Even crises that loom larger in our collective memory can benefit from a closer look. We’ve heard a lot over the last months about the solidarity of World War II’s “greatest generation,” which sacrificed so much, seemingly without complaint. Well, the truth of the matter is that the wartime generation did complain, and argue, and sometimes mightily resist the rationing and restrictions on everyday life imposed by government during the war. President Roosevelt was called a tyrant, a dictator, a socialist.

The Seattle Fire Department held a pop-up COVID-19 vaccination clinic for the UW community at Alder Hall, 2021 (top), and Seattle Red Cross nurses wear influenza masks, 1918.

Shared sacrifices were uncomfortable, hard, painful—but essential to winning the war.

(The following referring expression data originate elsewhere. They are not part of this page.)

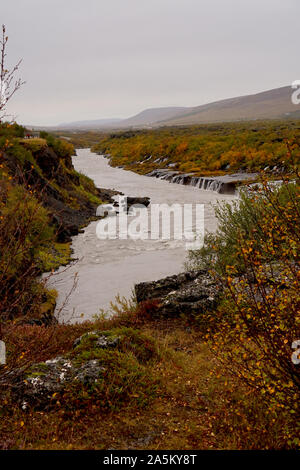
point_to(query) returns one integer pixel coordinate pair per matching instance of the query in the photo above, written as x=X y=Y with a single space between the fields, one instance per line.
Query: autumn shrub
x=259 y=318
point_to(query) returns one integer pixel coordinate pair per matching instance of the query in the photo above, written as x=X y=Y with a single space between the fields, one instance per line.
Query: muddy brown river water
x=106 y=268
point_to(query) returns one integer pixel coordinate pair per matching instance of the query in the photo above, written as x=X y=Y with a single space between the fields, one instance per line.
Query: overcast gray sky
x=90 y=59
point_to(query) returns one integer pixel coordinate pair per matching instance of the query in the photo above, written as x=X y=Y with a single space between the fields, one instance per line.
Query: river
x=106 y=268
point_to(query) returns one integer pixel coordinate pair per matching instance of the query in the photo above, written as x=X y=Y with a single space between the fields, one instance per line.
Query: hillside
x=266 y=105
x=150 y=117
x=271 y=104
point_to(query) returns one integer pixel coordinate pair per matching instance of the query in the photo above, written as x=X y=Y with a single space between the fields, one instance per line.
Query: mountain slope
x=270 y=104
x=153 y=115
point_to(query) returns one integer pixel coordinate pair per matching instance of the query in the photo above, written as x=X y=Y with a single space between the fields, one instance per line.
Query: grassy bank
x=43 y=202
x=211 y=149
x=215 y=380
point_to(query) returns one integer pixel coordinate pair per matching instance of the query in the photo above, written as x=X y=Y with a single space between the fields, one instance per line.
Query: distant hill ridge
x=271 y=104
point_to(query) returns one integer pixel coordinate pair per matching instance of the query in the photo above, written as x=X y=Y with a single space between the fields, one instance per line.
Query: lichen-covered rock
x=102 y=365
x=191 y=292
x=101 y=340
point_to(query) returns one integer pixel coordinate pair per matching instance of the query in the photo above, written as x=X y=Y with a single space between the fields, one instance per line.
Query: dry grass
x=196 y=407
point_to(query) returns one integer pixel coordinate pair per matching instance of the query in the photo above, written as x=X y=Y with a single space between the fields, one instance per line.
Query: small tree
x=9 y=84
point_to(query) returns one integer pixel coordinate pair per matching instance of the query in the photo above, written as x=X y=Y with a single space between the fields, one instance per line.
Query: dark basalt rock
x=145 y=201
x=192 y=292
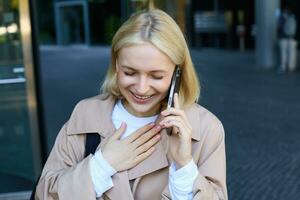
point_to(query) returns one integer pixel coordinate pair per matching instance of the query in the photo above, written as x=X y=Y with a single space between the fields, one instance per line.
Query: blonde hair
x=159 y=29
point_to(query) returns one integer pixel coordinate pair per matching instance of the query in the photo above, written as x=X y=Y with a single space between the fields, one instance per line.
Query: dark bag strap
x=91 y=143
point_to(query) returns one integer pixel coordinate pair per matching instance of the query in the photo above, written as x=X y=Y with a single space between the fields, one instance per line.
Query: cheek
x=163 y=86
x=123 y=81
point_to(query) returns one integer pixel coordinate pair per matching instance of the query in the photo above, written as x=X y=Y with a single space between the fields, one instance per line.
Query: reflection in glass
x=16 y=166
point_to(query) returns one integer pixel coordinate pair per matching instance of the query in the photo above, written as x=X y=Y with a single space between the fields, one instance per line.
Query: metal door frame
x=58 y=19
x=26 y=28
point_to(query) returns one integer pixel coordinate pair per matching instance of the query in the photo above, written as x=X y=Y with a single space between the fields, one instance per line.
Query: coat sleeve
x=66 y=175
x=210 y=183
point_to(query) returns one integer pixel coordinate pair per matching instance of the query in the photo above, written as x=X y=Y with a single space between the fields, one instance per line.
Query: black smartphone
x=174 y=88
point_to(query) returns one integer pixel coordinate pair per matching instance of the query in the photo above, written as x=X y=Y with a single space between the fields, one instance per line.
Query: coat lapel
x=95 y=116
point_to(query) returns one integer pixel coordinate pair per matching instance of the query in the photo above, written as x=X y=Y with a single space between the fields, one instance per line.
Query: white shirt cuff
x=181 y=181
x=101 y=172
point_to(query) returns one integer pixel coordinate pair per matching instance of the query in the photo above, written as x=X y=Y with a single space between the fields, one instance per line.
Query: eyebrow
x=153 y=71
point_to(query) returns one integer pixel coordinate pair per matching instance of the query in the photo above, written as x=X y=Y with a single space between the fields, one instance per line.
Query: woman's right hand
x=127 y=153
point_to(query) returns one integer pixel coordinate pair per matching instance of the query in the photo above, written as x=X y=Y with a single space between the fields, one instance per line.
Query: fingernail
x=152 y=124
x=158 y=127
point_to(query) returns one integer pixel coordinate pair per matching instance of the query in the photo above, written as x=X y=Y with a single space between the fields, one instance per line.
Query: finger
x=183 y=131
x=175 y=118
x=176 y=101
x=176 y=112
x=145 y=137
x=144 y=155
x=140 y=132
x=147 y=145
x=119 y=132
x=170 y=118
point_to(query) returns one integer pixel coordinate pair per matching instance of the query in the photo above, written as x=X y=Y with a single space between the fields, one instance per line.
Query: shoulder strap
x=91 y=143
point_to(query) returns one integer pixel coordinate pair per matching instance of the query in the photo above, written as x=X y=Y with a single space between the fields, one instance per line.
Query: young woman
x=136 y=159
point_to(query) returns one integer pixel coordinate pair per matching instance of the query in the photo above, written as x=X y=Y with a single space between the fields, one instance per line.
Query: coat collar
x=94 y=115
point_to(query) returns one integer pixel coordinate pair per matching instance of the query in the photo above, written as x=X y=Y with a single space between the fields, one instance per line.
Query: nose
x=142 y=85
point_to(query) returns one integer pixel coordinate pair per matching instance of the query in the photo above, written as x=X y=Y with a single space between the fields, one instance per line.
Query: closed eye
x=157 y=77
x=129 y=73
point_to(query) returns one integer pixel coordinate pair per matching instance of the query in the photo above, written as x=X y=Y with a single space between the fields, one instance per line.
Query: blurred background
x=54 y=53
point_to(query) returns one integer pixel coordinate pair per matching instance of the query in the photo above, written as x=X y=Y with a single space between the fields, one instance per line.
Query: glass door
x=19 y=143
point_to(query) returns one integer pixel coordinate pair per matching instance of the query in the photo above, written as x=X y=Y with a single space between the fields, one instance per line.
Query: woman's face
x=143 y=74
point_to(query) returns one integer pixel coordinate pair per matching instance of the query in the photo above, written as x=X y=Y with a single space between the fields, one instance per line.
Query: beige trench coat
x=66 y=174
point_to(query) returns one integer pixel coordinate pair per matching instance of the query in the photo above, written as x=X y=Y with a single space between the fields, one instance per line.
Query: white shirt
x=180 y=181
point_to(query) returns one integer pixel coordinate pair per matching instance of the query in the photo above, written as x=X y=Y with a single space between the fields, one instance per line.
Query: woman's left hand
x=180 y=142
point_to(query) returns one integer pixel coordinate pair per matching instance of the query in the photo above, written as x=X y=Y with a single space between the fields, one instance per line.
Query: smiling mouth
x=142 y=98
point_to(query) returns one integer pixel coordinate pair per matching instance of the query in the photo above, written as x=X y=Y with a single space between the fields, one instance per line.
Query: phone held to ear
x=174 y=88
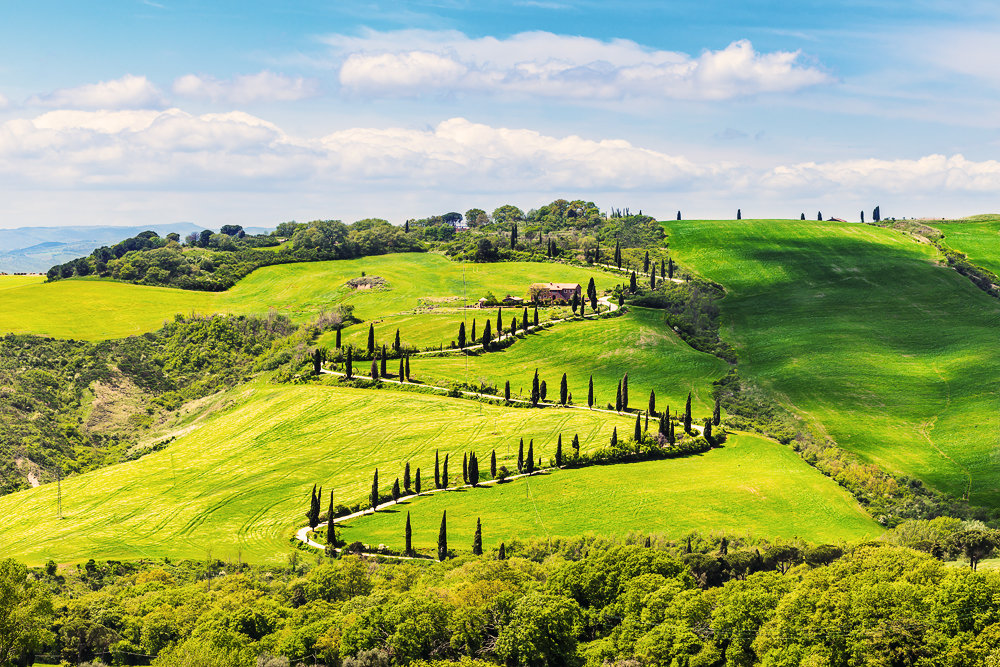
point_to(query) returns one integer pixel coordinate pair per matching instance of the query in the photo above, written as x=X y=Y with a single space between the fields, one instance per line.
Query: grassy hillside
x=92 y=309
x=241 y=482
x=638 y=343
x=864 y=333
x=749 y=486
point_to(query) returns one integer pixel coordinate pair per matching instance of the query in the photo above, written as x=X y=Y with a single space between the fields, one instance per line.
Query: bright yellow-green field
x=241 y=482
x=639 y=343
x=92 y=309
x=750 y=486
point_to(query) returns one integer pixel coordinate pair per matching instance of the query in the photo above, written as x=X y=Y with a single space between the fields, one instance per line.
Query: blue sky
x=249 y=112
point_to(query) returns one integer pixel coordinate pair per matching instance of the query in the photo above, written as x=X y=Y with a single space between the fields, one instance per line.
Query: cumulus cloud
x=128 y=92
x=417 y=62
x=245 y=88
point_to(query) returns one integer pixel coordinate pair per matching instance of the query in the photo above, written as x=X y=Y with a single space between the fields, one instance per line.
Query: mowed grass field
x=639 y=343
x=92 y=309
x=750 y=486
x=863 y=333
x=240 y=484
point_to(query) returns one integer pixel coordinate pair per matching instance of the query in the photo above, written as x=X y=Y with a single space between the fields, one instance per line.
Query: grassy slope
x=750 y=486
x=92 y=309
x=638 y=343
x=242 y=480
x=865 y=335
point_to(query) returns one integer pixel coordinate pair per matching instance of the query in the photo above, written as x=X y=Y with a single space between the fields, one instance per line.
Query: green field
x=240 y=483
x=639 y=343
x=865 y=334
x=979 y=238
x=749 y=486
x=92 y=309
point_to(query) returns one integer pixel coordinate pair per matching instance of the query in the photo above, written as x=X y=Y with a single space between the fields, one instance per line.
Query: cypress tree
x=443 y=537
x=331 y=527
x=473 y=469
x=687 y=415
x=477 y=540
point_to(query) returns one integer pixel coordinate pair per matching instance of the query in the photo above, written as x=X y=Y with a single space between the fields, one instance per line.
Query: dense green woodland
x=577 y=602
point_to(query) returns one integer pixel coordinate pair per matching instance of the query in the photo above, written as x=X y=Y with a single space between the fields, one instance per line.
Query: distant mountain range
x=35 y=249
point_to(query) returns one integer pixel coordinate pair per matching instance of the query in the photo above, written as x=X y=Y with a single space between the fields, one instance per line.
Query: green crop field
x=865 y=334
x=240 y=483
x=639 y=343
x=749 y=486
x=979 y=238
x=91 y=309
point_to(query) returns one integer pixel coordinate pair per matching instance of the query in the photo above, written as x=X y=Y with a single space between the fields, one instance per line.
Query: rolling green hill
x=638 y=343
x=749 y=486
x=865 y=335
x=92 y=309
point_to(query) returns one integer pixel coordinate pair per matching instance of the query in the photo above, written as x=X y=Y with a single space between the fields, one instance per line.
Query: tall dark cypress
x=409 y=537
x=443 y=537
x=687 y=415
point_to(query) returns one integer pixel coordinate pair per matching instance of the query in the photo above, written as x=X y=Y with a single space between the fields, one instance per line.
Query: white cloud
x=128 y=92
x=417 y=62
x=246 y=88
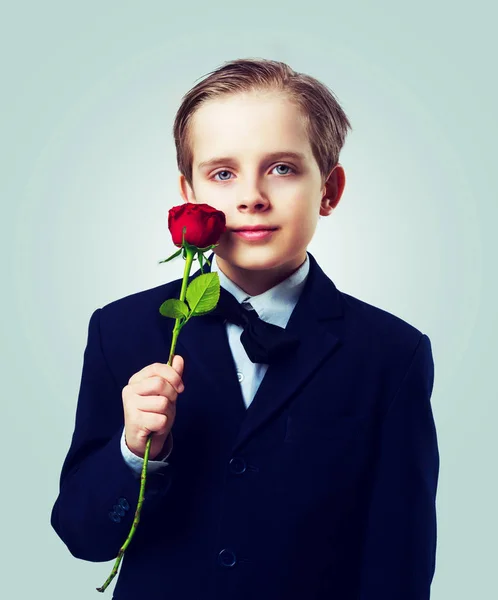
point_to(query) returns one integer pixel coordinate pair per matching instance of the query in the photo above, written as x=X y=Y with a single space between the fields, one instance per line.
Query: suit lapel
x=204 y=341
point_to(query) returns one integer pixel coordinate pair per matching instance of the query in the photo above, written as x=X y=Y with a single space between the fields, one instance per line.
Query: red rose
x=204 y=224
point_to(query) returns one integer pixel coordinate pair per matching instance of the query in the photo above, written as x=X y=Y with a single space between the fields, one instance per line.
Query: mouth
x=254 y=234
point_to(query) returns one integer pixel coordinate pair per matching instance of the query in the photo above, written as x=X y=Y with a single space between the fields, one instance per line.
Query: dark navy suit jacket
x=324 y=488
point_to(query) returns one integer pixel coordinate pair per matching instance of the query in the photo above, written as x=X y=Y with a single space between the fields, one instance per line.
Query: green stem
x=190 y=253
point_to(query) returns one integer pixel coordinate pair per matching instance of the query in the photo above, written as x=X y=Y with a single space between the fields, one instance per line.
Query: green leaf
x=174 y=308
x=203 y=293
x=171 y=257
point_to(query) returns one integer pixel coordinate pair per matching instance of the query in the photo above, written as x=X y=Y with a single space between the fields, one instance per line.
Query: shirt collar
x=276 y=304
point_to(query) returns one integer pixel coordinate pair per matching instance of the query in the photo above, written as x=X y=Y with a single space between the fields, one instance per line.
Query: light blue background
x=88 y=173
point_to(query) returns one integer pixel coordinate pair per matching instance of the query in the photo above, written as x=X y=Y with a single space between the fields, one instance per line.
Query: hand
x=149 y=404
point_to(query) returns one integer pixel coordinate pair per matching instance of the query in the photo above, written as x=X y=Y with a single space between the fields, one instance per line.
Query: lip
x=255 y=234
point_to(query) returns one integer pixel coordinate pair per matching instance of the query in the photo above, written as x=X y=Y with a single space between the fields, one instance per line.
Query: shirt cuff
x=136 y=462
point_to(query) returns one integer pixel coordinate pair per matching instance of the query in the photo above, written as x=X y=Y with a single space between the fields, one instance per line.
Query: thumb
x=178 y=363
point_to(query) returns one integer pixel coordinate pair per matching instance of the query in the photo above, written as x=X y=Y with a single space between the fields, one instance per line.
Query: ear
x=185 y=190
x=332 y=191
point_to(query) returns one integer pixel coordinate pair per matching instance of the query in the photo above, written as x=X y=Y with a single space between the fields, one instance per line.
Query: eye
x=225 y=171
x=219 y=173
x=285 y=167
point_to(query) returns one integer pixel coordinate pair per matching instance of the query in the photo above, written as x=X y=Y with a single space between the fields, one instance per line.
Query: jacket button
x=226 y=558
x=114 y=517
x=124 y=503
x=237 y=465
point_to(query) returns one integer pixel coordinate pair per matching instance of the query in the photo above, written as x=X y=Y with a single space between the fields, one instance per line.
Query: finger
x=154 y=386
x=163 y=370
x=156 y=404
x=178 y=363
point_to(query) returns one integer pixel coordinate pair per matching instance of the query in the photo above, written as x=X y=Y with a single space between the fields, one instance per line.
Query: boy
x=311 y=478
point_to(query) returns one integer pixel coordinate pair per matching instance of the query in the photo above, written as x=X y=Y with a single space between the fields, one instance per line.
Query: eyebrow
x=272 y=155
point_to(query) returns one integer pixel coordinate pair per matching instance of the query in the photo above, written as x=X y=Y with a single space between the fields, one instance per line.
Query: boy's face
x=253 y=188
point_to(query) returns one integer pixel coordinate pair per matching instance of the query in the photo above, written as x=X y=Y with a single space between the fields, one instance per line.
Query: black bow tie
x=263 y=342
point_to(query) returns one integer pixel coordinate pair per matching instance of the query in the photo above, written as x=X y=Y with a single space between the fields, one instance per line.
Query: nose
x=252 y=196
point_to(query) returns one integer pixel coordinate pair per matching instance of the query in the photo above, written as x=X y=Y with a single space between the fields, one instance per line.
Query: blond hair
x=324 y=119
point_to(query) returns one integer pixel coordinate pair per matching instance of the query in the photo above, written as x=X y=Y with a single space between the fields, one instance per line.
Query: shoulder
x=381 y=334
x=139 y=310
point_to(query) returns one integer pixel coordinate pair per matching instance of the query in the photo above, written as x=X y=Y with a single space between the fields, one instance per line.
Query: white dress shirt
x=273 y=306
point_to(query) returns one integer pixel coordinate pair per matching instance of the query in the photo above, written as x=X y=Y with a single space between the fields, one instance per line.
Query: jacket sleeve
x=98 y=492
x=399 y=553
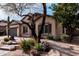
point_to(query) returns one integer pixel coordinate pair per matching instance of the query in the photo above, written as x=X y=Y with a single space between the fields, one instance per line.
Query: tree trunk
x=43 y=22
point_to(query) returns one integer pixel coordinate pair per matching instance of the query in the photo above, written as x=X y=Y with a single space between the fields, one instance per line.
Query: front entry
x=13 y=31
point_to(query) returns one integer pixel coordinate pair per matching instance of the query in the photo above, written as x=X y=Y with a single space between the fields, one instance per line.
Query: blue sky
x=3 y=16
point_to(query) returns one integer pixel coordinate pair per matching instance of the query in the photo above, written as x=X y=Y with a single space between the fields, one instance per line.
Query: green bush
x=57 y=38
x=6 y=39
x=65 y=38
x=50 y=37
x=39 y=47
x=32 y=42
x=25 y=45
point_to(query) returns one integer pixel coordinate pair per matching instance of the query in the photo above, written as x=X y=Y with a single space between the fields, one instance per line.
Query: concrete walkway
x=64 y=49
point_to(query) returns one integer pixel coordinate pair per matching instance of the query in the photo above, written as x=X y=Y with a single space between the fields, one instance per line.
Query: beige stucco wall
x=14 y=26
x=29 y=31
x=56 y=28
x=48 y=20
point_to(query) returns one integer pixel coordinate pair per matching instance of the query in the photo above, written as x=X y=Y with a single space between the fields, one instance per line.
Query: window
x=25 y=29
x=47 y=28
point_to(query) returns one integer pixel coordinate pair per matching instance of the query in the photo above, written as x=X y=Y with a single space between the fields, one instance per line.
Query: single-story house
x=17 y=28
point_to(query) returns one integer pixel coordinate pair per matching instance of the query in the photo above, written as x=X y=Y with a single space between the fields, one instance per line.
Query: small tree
x=65 y=13
x=19 y=8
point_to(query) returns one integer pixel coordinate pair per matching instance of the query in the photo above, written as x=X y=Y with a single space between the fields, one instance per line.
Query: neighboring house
x=3 y=27
x=17 y=28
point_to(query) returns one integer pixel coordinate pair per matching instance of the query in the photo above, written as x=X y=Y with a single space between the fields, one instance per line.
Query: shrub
x=39 y=47
x=46 y=46
x=57 y=38
x=25 y=45
x=65 y=38
x=6 y=39
x=50 y=37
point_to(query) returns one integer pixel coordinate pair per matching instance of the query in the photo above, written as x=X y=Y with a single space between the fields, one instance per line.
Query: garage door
x=13 y=31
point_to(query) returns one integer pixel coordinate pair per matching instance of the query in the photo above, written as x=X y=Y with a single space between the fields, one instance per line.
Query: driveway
x=64 y=49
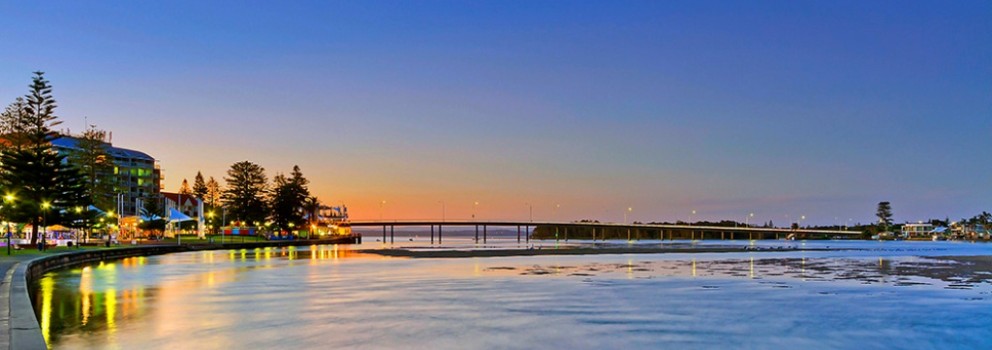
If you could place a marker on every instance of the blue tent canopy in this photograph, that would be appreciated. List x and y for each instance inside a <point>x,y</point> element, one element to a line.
<point>178,216</point>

Americans overcame their differences then. Maybe they can now.

As much as I look at the big picture, about how we will move forward together as a society, I think about this community right here: the small things I have experienced, the remarkable moments I have shared with my students. They have been extraordinary. I don’t miss teaching on Zoom at all, but I was proud to share with my students this collective effort to create community in a virtual space.

I watched many of them truly rise to the challenge—from their own nooks, bedrooms and corners of their apartments—engaged, resilient and open to learn.

To share in this experience, together, was to share a great deal of vulnerability. Yes, it was incredibly taxing. But to go through this collectively, as a community—it knit us together more tightly.

Let us not forget. Let us grieve. Let us forgive our mistakes and learn from them. Let us also learn from our successes: following the science, protecting student and community health, finding new ways to teach and learn.

And let us also celebrate the wider UW community that enables all of this to happen. You strengthen this community, and you help keep us healthy—through your scholarships, through your support of faculty and research, through your contributions to the facilities and programs that help make the UW one of the best public universities in the world.

We thank you, our generous donors and advocates, for all that you make possible at the UW, and for the role each of you plays in making history.

Margaret O’Mara, pictured at top, is the Howard & Frances Keller Endowed Professor of History at the University of Washington.